ELIZABETH BAIER: These men and women are in their 70s and 80s now. They were among the workers who never went back after the strike. The conversation quickly turns to the new workers and conditions in the plant.
SPEAKER 7: That guy says his granddaughter worked there one night on quality pork cleanup and she was the only white person there. And she says they were talking and gathering around all the time. She says I was scared. I just lasted one night and then I never went back. We sound like a bunch of racists down here, but we're not.
ELIZABETH BAIER: That's Vincent Maloney. He worked at Hormel for 38 years. Maloney considers himself part of old Austin. He'd do anything to return to what he sees as the city's pre-strike golden days.
Maloney is still angry at workers who crossed the picket line during the strike. He's also angry about the new workers who came later. And he acknowledges he doesn't like the daily bump and grind that comes from life in a more diverse city. In many ways, the changes make him feel unwelcome in his own town.
VINCENT MALONEY: In Austin, I walked through the parks every day. Weekends, the white person can't have can't go to the park anymore.
SPEAKER 8: Not at all.
VINCENT MALONEY: Not at all. We got about eight parks around town, small ones, big ones. The white man don't dare go out there.

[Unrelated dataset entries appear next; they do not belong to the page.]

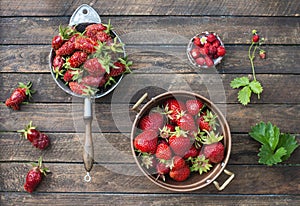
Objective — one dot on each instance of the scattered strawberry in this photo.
(34, 176)
(19, 95)
(38, 139)
(213, 149)
(152, 121)
(163, 151)
(194, 106)
(146, 141)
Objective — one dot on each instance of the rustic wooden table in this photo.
(156, 34)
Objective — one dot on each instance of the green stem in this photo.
(251, 58)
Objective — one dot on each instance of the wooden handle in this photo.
(88, 149)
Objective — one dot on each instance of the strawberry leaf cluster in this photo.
(276, 146)
(247, 85)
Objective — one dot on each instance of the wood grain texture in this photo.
(156, 7)
(112, 148)
(101, 199)
(280, 59)
(158, 30)
(115, 178)
(69, 117)
(213, 86)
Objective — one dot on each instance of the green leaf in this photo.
(268, 157)
(289, 143)
(266, 134)
(239, 82)
(256, 87)
(244, 95)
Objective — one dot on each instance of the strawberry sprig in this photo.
(248, 85)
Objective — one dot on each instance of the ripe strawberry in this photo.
(91, 81)
(208, 61)
(262, 54)
(207, 121)
(200, 61)
(197, 41)
(186, 122)
(77, 59)
(166, 131)
(34, 176)
(94, 67)
(57, 64)
(163, 151)
(68, 75)
(255, 38)
(212, 148)
(120, 67)
(146, 141)
(68, 47)
(57, 41)
(179, 142)
(192, 152)
(38, 139)
(200, 164)
(180, 173)
(85, 44)
(173, 108)
(221, 51)
(153, 121)
(19, 95)
(194, 106)
(195, 52)
(78, 88)
(211, 37)
(92, 29)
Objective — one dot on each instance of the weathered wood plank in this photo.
(213, 86)
(16, 198)
(280, 59)
(157, 7)
(111, 148)
(158, 30)
(126, 177)
(119, 118)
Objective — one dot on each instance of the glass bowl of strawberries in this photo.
(205, 50)
(181, 141)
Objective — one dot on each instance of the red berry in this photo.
(221, 51)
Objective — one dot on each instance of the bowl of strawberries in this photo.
(206, 49)
(181, 141)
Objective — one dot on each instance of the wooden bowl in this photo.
(195, 180)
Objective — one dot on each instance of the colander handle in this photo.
(84, 14)
(222, 187)
(137, 104)
(88, 148)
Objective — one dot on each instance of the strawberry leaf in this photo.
(256, 87)
(270, 157)
(289, 143)
(266, 134)
(239, 82)
(244, 95)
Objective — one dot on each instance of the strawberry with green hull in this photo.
(213, 148)
(34, 176)
(37, 138)
(19, 95)
(146, 142)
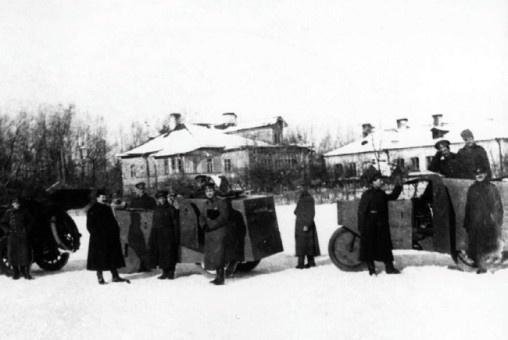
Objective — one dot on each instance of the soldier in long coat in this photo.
(444, 161)
(483, 221)
(306, 239)
(164, 237)
(135, 237)
(215, 220)
(376, 242)
(104, 248)
(472, 156)
(18, 223)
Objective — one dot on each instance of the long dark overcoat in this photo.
(104, 248)
(470, 158)
(18, 223)
(306, 242)
(164, 237)
(375, 242)
(445, 165)
(483, 219)
(135, 237)
(216, 219)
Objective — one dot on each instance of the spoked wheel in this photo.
(344, 249)
(5, 266)
(52, 260)
(244, 267)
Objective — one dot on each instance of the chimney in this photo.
(366, 129)
(437, 119)
(229, 119)
(402, 123)
(175, 121)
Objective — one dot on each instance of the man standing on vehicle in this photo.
(136, 240)
(472, 156)
(375, 242)
(483, 221)
(444, 161)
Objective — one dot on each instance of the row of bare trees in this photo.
(53, 146)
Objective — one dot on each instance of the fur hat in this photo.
(140, 185)
(444, 142)
(466, 134)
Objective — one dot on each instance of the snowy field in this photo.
(275, 301)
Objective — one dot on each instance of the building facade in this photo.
(413, 148)
(188, 150)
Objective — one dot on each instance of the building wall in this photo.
(423, 154)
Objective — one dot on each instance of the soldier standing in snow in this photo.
(135, 237)
(104, 249)
(306, 239)
(472, 156)
(483, 221)
(18, 224)
(214, 218)
(164, 237)
(444, 161)
(375, 242)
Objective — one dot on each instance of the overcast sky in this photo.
(330, 62)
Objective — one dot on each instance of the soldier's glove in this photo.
(212, 214)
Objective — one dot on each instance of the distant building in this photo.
(212, 149)
(413, 147)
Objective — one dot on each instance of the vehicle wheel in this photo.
(344, 249)
(5, 266)
(244, 267)
(52, 260)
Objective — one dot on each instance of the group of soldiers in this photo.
(483, 213)
(105, 253)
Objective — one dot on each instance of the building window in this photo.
(227, 165)
(351, 170)
(339, 170)
(415, 164)
(166, 166)
(400, 162)
(429, 161)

The Mexicans got them all cornered. Yeah, what a mess. Do we get these pinatas? Beat the hell out of them?
ELIZABETH BAIER: Maloney and others thought the new workers would only be here for a little while before returning to Mexico. And Carole King wonders why the immigrants who've stayed and those who've brought their families from Mexico won't try harder to fit in.
CAROL KING: Everything is labeled here, making it easier for them to keep their language. Hy-Vee, the grocery store, they've got the Spanish names for the restrooms and they have the magazines that are printed in Spanish. I mean they just enable them to keep their language. I just think-- I think everyone would feel more accepting if they did try and blend into this.
ELIZABETH BAIER: Standing outside City Hall, Mayor Tom Stiehm says it's a challenge to be a leader of a city with so many parts that don't stitch together. He says one of his priorities has been to try to help the city redefine its identity.
TOM STIEHM: What I tell people is you don't have to it, but this is the future of Austin. And either you go with it-- or it's like trying to swim upstream sooner or later. It's going to happen so it's like the weather. I don't think there's anything you can do about it.
ELIZABETH BAIER: The changes in Austin reflect new realities about immigration. Rapid demographic shifts once seen only in border states and large urban areas have transformed main streets in rural cities and towns. Mayor Tom Stiehm says that's something Austin is still working hard to accept. Elizabeth Baier, Minnesota Public Radio News, Austin.